Updated April 10, 2023
Introduction to Lua userdata
The Lua userdata represents arbitrary C/C++ data that can be used from within Lua. The userdata is one of the basic types in Lua, it allows arbitrary C/C++ data to be stored in Lua variables. The value of the userdata is a pointer to the block of raw memory. In simple to hold data that are useful from c and which should be managed from Lua, they are used. They have key features their individual metastable that binds C or C++ objects to Lua. We can populate its metatable by using the C/C++ methods, they can access, modify and or use the contents of the userdata. For example, io library that has C FILE * pointers in userdata through which it provides bindings to its methods lie write, read methods. The io library ensures that one of its file objects closes an association FILE * by Implementing the __gc metamethod when it is collected.

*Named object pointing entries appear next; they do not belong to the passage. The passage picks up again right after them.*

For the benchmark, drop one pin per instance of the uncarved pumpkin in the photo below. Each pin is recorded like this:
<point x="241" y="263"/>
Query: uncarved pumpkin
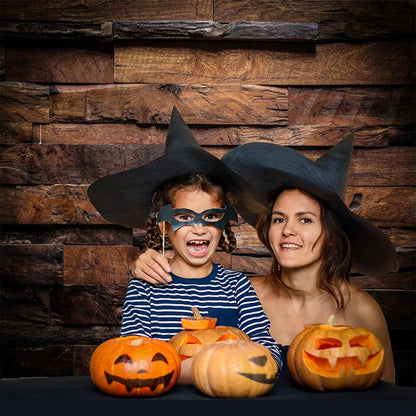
<point x="234" y="368"/>
<point x="197" y="321"/>
<point x="134" y="366"/>
<point x="325" y="357"/>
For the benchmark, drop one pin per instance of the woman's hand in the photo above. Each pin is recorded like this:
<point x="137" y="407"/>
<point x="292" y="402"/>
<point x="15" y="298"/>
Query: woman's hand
<point x="152" y="267"/>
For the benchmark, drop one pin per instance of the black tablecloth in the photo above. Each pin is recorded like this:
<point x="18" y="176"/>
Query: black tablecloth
<point x="55" y="395"/>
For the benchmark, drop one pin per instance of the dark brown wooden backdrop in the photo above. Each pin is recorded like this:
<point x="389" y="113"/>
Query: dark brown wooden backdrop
<point x="87" y="89"/>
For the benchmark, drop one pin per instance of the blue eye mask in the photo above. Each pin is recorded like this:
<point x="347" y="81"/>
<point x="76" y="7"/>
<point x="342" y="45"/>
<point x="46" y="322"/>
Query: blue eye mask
<point x="179" y="217"/>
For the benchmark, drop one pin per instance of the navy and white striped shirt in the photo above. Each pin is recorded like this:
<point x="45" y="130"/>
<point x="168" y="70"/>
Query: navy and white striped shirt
<point x="155" y="311"/>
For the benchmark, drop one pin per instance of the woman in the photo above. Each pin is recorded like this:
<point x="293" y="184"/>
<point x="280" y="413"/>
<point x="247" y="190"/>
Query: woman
<point x="314" y="239"/>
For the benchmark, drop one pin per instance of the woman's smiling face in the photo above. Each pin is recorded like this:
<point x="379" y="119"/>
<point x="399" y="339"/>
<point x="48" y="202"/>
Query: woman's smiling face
<point x="296" y="233"/>
<point x="193" y="245"/>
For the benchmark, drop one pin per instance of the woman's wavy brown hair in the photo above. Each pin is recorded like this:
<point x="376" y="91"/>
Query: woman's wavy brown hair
<point x="165" y="195"/>
<point x="337" y="251"/>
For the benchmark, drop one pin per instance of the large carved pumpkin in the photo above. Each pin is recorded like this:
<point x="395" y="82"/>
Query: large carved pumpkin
<point x="325" y="357"/>
<point x="190" y="341"/>
<point x="134" y="366"/>
<point x="234" y="368"/>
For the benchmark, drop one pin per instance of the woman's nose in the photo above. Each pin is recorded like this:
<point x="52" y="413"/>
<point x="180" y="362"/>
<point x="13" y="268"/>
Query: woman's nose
<point x="289" y="228"/>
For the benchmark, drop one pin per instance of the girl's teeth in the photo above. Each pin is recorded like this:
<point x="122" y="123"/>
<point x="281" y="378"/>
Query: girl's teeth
<point x="290" y="246"/>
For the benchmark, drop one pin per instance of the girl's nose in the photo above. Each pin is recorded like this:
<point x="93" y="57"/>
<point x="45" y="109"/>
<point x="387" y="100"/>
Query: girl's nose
<point x="199" y="228"/>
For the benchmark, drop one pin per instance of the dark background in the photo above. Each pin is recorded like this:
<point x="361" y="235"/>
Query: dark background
<point x="87" y="89"/>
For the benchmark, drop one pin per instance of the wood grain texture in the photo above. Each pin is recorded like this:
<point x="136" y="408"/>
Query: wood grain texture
<point x="15" y="132"/>
<point x="54" y="31"/>
<point x="209" y="30"/>
<point x="64" y="64"/>
<point x="100" y="265"/>
<point x="104" y="11"/>
<point x="280" y="64"/>
<point x="31" y="264"/>
<point x="353" y="106"/>
<point x="152" y="104"/>
<point x="24" y="102"/>
<point x="211" y="135"/>
<point x="337" y="19"/>
<point x="83" y="164"/>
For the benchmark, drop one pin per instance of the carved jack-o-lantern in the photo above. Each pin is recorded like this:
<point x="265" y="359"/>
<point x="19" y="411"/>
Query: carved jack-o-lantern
<point x="234" y="368"/>
<point x="134" y="366"/>
<point x="190" y="341"/>
<point x="325" y="357"/>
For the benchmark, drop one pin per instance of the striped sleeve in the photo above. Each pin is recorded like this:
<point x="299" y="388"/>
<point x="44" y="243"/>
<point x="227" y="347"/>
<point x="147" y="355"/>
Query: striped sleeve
<point x="253" y="320"/>
<point x="136" y="310"/>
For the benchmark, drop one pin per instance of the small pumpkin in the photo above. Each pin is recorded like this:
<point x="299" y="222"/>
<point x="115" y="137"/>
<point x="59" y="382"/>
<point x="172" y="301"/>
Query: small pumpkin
<point x="324" y="357"/>
<point x="197" y="321"/>
<point x="134" y="366"/>
<point x="190" y="341"/>
<point x="234" y="368"/>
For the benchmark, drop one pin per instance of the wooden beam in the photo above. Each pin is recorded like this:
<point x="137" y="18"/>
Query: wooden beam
<point x="105" y="11"/>
<point x="270" y="63"/>
<point x="79" y="65"/>
<point x="129" y="133"/>
<point x="209" y="30"/>
<point x="83" y="164"/>
<point x="153" y="103"/>
<point x="353" y="106"/>
<point x="21" y="101"/>
<point x="56" y="31"/>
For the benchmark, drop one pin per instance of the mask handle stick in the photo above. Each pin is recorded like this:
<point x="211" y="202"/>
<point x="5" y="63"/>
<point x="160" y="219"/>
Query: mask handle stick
<point x="163" y="239"/>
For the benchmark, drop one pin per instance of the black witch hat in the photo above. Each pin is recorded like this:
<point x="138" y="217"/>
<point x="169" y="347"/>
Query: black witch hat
<point x="270" y="166"/>
<point x="125" y="198"/>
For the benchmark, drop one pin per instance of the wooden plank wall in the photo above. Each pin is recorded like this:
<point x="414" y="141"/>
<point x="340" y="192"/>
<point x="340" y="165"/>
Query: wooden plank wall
<point x="87" y="89"/>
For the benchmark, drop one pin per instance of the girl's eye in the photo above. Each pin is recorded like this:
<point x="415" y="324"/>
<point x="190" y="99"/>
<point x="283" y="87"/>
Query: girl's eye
<point x="213" y="217"/>
<point x="184" y="217"/>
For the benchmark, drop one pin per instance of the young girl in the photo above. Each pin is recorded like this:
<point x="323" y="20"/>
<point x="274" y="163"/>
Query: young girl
<point x="187" y="193"/>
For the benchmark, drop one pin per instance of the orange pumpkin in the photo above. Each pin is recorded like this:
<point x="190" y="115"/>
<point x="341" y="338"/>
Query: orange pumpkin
<point x="134" y="366"/>
<point x="325" y="357"/>
<point x="198" y="321"/>
<point x="190" y="341"/>
<point x="234" y="368"/>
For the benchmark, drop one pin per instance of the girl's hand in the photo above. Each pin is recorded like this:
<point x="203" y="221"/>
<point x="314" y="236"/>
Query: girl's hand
<point x="151" y="267"/>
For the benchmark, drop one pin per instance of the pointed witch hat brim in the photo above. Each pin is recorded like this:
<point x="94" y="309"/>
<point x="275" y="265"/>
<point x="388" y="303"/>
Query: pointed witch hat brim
<point x="125" y="198"/>
<point x="270" y="166"/>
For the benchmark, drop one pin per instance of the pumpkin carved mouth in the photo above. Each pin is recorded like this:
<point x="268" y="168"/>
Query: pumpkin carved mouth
<point x="131" y="383"/>
<point x="260" y="378"/>
<point x="320" y="365"/>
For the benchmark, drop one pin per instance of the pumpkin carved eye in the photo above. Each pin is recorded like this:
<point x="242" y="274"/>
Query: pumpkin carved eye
<point x="327" y="342"/>
<point x="159" y="357"/>
<point x="125" y="358"/>
<point x="365" y="341"/>
<point x="226" y="336"/>
<point x="261" y="360"/>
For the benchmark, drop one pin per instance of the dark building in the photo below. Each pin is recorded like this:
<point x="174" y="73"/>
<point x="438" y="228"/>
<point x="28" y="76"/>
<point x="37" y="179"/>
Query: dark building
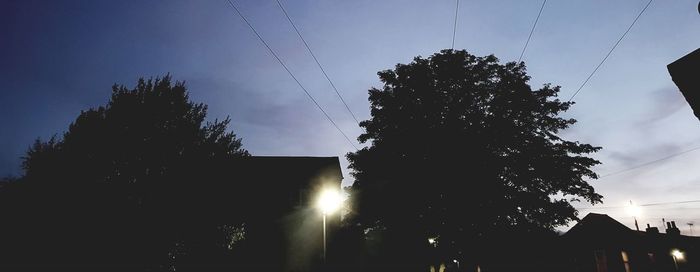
<point x="598" y="243"/>
<point x="685" y="72"/>
<point x="284" y="229"/>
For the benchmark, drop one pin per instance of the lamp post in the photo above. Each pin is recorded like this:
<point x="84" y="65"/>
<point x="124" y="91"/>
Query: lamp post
<point x="678" y="256"/>
<point x="328" y="202"/>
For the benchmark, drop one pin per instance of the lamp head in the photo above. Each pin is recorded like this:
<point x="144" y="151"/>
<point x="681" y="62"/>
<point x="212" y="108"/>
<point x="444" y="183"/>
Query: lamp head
<point x="329" y="201"/>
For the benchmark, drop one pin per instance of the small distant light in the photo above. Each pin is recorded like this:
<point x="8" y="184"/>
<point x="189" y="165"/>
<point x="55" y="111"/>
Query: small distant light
<point x="678" y="254"/>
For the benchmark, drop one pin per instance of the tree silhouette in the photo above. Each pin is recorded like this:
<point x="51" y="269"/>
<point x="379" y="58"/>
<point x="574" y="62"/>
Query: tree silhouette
<point x="130" y="185"/>
<point x="463" y="150"/>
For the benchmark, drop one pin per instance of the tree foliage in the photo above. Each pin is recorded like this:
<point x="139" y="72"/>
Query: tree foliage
<point x="129" y="185"/>
<point x="462" y="149"/>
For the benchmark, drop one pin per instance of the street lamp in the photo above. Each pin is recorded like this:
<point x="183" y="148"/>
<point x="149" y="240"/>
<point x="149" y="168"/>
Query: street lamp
<point x="678" y="256"/>
<point x="328" y="202"/>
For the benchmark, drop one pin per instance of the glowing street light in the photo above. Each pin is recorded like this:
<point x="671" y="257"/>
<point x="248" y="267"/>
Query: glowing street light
<point x="329" y="201"/>
<point x="678" y="256"/>
<point x="635" y="211"/>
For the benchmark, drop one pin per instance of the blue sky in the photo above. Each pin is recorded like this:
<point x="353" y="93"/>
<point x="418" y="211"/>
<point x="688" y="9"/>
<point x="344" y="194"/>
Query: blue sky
<point x="60" y="57"/>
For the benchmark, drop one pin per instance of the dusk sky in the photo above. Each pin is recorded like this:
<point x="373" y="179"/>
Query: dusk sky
<point x="60" y="57"/>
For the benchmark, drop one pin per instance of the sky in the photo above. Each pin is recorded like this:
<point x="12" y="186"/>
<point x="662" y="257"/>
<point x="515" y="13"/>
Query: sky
<point x="60" y="57"/>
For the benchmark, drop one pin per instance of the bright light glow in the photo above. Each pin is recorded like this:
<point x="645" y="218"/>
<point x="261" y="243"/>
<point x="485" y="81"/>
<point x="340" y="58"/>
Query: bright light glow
<point x="329" y="201"/>
<point x="678" y="254"/>
<point x="633" y="210"/>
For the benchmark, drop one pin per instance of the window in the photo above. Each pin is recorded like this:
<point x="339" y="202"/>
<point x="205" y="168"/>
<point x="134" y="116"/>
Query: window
<point x="626" y="261"/>
<point x="601" y="261"/>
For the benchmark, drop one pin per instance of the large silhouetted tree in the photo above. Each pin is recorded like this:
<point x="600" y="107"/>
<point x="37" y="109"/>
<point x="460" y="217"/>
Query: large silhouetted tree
<point x="130" y="185"/>
<point x="464" y="150"/>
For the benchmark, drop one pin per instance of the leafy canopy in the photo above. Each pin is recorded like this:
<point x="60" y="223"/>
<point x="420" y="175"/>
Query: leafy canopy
<point x="132" y="182"/>
<point x="462" y="147"/>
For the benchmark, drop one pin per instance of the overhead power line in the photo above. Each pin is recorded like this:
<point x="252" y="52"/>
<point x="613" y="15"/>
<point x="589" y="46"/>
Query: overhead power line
<point x="290" y="73"/>
<point x="651" y="162"/>
<point x="454" y="29"/>
<point x="317" y="62"/>
<point x="532" y="30"/>
<point x="642" y="205"/>
<point x="611" y="50"/>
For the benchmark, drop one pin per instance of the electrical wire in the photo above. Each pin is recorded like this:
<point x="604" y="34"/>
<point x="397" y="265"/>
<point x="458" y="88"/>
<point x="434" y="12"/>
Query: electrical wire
<point x="290" y="73"/>
<point x="454" y="29"/>
<point x="532" y="30"/>
<point x="610" y="52"/>
<point x="316" y="60"/>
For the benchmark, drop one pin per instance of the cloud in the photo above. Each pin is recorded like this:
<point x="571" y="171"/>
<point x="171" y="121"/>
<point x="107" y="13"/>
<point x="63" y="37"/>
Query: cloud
<point x="667" y="101"/>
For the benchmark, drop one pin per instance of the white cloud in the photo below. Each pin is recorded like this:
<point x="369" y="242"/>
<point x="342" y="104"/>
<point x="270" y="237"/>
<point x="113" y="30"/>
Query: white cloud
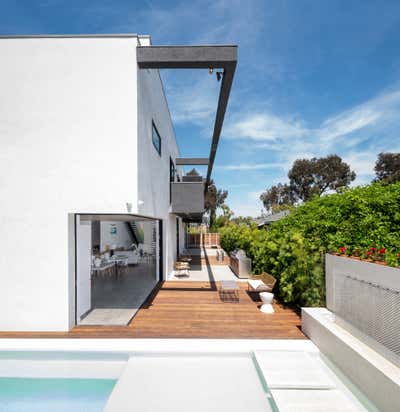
<point x="264" y="127"/>
<point x="362" y="163"/>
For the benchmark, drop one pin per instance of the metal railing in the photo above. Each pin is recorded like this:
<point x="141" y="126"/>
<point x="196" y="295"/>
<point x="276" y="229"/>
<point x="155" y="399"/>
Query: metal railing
<point x="371" y="308"/>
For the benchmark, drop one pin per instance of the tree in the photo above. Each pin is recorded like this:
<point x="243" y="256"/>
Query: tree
<point x="387" y="168"/>
<point x="278" y="197"/>
<point x="310" y="177"/>
<point x="215" y="198"/>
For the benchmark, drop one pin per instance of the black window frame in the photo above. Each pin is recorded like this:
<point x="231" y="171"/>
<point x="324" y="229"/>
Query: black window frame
<point x="154" y="129"/>
<point x="172" y="176"/>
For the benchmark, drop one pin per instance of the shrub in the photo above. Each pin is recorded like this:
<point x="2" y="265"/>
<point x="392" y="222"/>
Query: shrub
<point x="293" y="249"/>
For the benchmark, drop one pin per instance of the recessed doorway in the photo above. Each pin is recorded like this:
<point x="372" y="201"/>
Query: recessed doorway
<point x="117" y="266"/>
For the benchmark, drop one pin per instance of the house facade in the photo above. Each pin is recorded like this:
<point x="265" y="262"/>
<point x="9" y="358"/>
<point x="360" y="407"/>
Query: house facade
<point x="86" y="137"/>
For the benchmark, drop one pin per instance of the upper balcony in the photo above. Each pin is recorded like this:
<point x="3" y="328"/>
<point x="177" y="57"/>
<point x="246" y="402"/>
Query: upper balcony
<point x="187" y="195"/>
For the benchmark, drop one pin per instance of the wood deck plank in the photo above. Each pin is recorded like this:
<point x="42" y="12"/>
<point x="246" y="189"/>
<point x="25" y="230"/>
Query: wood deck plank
<point x="192" y="310"/>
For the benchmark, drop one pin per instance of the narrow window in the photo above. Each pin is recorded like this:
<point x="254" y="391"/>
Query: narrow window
<point x="155" y="136"/>
<point x="171" y="177"/>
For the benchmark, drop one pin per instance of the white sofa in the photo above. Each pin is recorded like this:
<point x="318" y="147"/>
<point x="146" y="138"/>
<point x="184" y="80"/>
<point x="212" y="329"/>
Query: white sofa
<point x="132" y="255"/>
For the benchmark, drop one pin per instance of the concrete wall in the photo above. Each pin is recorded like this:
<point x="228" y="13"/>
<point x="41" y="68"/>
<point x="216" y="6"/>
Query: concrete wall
<point x="68" y="144"/>
<point x="153" y="169"/>
<point x="337" y="266"/>
<point x="373" y="374"/>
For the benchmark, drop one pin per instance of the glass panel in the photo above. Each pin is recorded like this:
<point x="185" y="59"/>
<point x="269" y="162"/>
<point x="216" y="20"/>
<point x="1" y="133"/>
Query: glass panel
<point x="117" y="268"/>
<point x="156" y="139"/>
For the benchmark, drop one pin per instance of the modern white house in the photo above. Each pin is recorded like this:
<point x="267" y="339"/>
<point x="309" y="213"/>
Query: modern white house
<point x="92" y="182"/>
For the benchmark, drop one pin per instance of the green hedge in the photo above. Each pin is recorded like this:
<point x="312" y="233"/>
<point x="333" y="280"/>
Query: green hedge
<point x="293" y="249"/>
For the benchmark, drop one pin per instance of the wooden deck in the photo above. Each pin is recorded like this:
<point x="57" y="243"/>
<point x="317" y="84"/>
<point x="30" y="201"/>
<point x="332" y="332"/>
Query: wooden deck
<point x="192" y="310"/>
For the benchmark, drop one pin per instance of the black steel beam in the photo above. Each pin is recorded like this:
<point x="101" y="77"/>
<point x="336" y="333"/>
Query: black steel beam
<point x="186" y="57"/>
<point x="196" y="57"/>
<point x="193" y="161"/>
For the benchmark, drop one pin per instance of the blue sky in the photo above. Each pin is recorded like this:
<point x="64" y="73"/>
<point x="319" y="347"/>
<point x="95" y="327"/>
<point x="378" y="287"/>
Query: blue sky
<point x="313" y="78"/>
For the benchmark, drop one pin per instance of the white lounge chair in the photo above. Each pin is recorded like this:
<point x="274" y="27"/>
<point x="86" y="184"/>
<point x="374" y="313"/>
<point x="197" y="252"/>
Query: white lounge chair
<point x="265" y="283"/>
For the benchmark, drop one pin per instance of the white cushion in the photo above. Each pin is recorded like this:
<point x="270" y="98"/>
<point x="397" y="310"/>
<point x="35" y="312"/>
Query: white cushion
<point x="258" y="285"/>
<point x="266" y="297"/>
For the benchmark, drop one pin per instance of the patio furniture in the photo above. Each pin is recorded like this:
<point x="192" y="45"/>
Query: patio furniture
<point x="264" y="283"/>
<point x="240" y="264"/>
<point x="267" y="298"/>
<point x="105" y="268"/>
<point x="121" y="263"/>
<point x="229" y="291"/>
<point x="181" y="273"/>
<point x="181" y="265"/>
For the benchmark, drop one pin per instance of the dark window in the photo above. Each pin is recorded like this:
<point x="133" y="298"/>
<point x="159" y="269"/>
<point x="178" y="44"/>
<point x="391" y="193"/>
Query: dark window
<point x="171" y="170"/>
<point x="155" y="136"/>
<point x="171" y="176"/>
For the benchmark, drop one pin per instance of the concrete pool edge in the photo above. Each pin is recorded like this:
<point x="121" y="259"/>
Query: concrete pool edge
<point x="366" y="368"/>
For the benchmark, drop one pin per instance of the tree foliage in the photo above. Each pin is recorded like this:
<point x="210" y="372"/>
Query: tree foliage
<point x="293" y="248"/>
<point x="310" y="177"/>
<point x="278" y="197"/>
<point x="387" y="167"/>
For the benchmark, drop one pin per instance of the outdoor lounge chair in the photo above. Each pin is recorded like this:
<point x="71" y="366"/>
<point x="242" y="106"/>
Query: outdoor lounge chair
<point x="263" y="283"/>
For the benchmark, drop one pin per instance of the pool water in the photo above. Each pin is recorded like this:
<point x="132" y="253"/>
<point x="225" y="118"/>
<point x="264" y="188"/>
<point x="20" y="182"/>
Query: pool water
<point x="54" y="395"/>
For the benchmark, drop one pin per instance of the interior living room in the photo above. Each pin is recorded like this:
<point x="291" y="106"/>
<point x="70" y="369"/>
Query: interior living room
<point x="117" y="267"/>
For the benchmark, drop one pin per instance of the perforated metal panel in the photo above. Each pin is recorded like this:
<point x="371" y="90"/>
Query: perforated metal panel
<point x="373" y="309"/>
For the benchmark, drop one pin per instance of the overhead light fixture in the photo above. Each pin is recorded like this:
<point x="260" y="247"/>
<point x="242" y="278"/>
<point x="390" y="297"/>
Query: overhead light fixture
<point x="219" y="75"/>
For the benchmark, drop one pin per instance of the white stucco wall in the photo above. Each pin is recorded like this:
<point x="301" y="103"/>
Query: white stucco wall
<point x="153" y="169"/>
<point x="68" y="144"/>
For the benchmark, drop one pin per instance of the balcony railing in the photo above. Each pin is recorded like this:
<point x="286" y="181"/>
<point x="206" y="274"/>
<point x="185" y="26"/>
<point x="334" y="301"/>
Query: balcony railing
<point x="187" y="197"/>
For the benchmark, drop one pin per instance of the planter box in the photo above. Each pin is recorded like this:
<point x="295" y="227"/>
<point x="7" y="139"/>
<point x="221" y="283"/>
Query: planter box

Note – There are two kinds of userdata.
- Light userdata- Here the block of memory is managed by the host.
- Full userdata – Here the block of memory is managed by Lua.
We can create a userdata from C/C++ API, using the lua_newuserdata() method, that creates and push userdata to the stack and return the pointer to its content to initialize it.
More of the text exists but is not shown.